Structurally, our legal system has, on the whole, assimilated the constitutional
changes with somewhat surprising ease and equanimity. The reason for this relatively
untroubled transition lies in the innate flexibility of the inherited legal
principles governing medical malpractice. Liberated from the strictures of Roman
casuistry by the quintessentially pragmatic Roman-Dutch jurists, the ancestor
of modern South African malpractice law acquired a remarkably robust adaptability,
and it is this malleable quality which allowed the changes brought about
by the new Constitutional order to be accommodated.

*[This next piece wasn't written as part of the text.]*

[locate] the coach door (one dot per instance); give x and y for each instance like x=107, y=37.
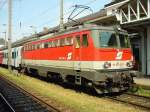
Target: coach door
x=77, y=52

But to say that the inherent structure of our common law has demonstrated
a commendable ability to accommodate profound change is not to say that the
law has met its objective. The purpose of the private law is, in a narrow sense,
to regulate relationships between individuals by allowing a person to claim
damages negligently or intentionally caused by another in civil proceedings. 9
3
Proculus Redivivus ‘South Africa at the Crossroads or, What is the Common Law?’(1965) 82
SALJ 17 at 24.
4
G Howarth et al ‘The importance of comprehensive protection in today’s healthcare environment’
S Afr Med J 2013; 103(7): 453–454.
5
A phrase used by Alfred Cockrell in ‘Rainbow Jurisprudence’, (1996) 12 SAJHR at 1. The article
remains as relevant as when it was first published.
6
The Interim Constitution, Act 200 of 1993; the Constitution of the Republic of South Africa,
1996.
7
The delict known by the Romans as the damnum iniuria datum, which is now (in extended
form) the mainstay of the modern South African delictual action for patrimonial loss suffered
through injury to person or property, was created by the lex Aquilia in 287 bc; the
delict of iniuria, which today affords a remedy for injury to personality, enjoys an even more
ancient heritage, having been enacted in the Twelve Tables in approximately 450 bc.
8
Constitution of the Republic of South Africa Act 200 of 1993.
9
McKerron The Law of Delict 7 ed (Juta, 1971) 1; Neethling et al Law of Delict 6 ed (LexisNexis
2010) 3; Boberg The Law of Delict vol 1 Aquilian Liability 2 imp (Juta 1984) at 1–3.